Before this ideal system is put in place, there’s one thing we can do immediately to make peer review better. We need to adjust our expectations about what peer review does. Right now, many people think peer review means, “This paper is great and trustworthy!” In reality, it should mean something like, “A few scientists have looked at this paper and didn’t find anything wrong with it, but that doesn’t mean you should take it as gospel. Only time will tell.”
That last part is, I’d say, absolutely correct. Nullius in verba; the Royal Society had it right. Science does not rest on a foundation of peer review; it rests on a foundation of reproducible experimental results. Peer review is just one method to get more of those out into places where other scientists can see them and build on them. Non-scientists, particularly those with some particular viewpoint that they want to see advanced, sometimes make a much bigger deal out of peer review than working scientists do.
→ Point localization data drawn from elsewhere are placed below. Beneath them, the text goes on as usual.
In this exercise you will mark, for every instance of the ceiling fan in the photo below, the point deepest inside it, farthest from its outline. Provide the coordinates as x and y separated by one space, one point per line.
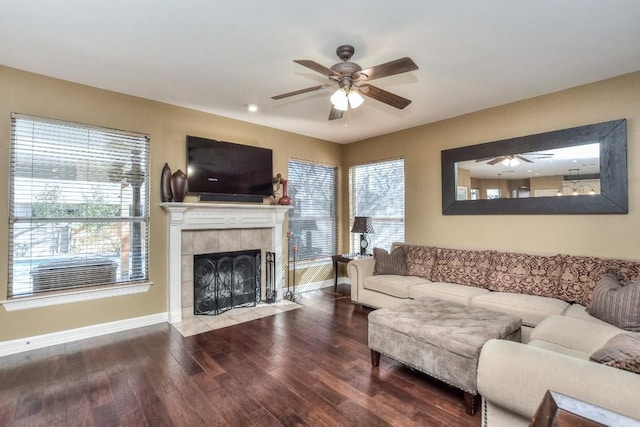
351 81
514 159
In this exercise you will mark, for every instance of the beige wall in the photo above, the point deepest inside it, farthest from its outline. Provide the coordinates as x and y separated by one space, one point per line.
599 235
167 125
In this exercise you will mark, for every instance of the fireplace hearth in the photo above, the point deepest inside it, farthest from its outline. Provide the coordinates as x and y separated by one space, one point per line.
199 228
225 280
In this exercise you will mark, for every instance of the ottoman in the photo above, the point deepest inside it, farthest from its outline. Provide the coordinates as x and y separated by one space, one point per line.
441 338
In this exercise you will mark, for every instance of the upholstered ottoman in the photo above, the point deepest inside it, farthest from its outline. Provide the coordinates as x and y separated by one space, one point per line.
443 339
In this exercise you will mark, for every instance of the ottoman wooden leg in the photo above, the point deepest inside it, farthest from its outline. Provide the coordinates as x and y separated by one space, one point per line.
375 358
470 403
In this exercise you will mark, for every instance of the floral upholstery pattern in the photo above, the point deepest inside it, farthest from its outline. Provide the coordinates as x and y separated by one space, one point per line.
579 276
464 267
421 260
524 274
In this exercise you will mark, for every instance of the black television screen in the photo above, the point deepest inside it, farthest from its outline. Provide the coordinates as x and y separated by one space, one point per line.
219 170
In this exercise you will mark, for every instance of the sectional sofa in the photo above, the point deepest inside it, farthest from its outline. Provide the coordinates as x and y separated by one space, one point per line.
552 294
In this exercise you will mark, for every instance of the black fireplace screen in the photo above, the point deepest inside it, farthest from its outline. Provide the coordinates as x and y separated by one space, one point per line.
225 280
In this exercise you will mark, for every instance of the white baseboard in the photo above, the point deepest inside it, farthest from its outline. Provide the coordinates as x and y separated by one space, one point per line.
40 341
314 286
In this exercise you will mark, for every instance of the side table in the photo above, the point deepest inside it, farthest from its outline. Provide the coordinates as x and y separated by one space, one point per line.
344 258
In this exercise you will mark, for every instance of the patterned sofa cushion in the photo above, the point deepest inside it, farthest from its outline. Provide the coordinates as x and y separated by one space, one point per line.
524 274
421 260
621 351
626 271
464 267
578 278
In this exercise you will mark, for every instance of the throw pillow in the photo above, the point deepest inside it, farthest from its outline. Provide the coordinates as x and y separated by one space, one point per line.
390 263
421 260
621 351
616 304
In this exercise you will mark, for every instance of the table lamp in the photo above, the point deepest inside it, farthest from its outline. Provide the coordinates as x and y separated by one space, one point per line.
363 225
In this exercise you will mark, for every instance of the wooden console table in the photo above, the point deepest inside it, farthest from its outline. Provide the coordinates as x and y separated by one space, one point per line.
344 258
559 410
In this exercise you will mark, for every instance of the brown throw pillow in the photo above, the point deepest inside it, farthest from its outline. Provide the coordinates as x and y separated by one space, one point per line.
621 351
390 263
617 304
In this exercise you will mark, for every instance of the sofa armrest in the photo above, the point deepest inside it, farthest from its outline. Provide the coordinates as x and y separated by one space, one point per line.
357 270
516 376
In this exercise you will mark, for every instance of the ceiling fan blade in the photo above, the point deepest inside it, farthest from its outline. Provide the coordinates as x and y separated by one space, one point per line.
496 160
298 92
398 66
335 113
524 159
384 96
315 67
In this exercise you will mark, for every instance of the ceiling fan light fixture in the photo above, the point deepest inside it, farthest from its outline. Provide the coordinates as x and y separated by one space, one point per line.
339 100
510 162
355 99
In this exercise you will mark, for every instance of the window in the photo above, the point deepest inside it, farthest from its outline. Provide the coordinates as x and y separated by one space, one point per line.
79 206
376 190
313 219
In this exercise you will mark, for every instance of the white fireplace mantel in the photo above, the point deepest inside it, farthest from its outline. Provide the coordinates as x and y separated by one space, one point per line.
216 216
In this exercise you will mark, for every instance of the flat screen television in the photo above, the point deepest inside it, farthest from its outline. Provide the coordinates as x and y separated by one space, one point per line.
226 171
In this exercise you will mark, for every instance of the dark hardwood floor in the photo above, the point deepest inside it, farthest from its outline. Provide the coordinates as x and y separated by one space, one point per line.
309 366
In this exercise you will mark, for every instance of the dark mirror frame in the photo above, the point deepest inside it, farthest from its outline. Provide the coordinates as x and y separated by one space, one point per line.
613 197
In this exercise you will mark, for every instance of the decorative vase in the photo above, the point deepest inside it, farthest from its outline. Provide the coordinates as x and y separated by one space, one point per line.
166 195
285 199
179 185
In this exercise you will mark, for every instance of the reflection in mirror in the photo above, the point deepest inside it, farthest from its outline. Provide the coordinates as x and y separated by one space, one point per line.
581 170
549 173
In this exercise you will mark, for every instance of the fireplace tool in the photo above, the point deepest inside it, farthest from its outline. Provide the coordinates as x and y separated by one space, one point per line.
293 249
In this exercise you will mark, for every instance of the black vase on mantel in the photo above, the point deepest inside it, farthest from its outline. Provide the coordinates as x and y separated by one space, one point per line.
166 195
179 185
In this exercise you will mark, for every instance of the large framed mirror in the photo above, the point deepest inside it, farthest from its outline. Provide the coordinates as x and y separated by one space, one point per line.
580 170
There is no magic worked in the editorial offices. The good editors and their staffs at the good journals do all they can, but everything published in the literature is provisional, and some of it is a heck of a lot more provisional than the rest. If you’ve worked in any field of research, you know that there are crap papers out there, which were presumably let through by crap reviewers and crap editors, and entire crap journals that publish little else.
Case in point: ever heard of Sensors and Actuators B? Yeah, me neither, but it’s not my field. In 2009, though, there were a couple of papers published there on quantum dots whose images look like. . .well, there’s one of them on the right. The most casual inspection, at least to my eyes, reveals this as a blatant cut-and-paste job, similar to the infamous nanorods paper. The same particles are repeated; they seem to float over the background, and they’re evenly spread out in a way that real particles just never manage to achieve. I particularly like the upper right part of the image, where whoever hacked this together apparently just decided “Ah, the hell with it” and plopped the same particle image down over and over. The comment thread at PubPeer has a useful key to that particular shot, and here’s the thread on the other 2009 paper, which also has issues. These problems have been called out since earlier this year in public forums, to no avail. (F. X. Coudert has been especially good on this).
One of the authors, Ramaier Nrayanaswamy, is an editor of the journal, so that might explain a few things (although it certainly shouldn’t). Other papers from the same group have been identified with similar problems: a Microchimica Acta paper from 2012, and its PubPeer comments; and a paper from earlier in 2015 back in good ol’ Sensors and Actuators B, PubPeer comments here. These were, one presumes, peer-reviewed, but by whom? (The snarky answer is “by the peers of the sort of people who generate such images”). These journals are published by reputable firms (Elsevier and Springer), although many reputable publishing firms (Elsevier in particular) have had some pretty interesting adventures in keeping their own journals up to standard over the years.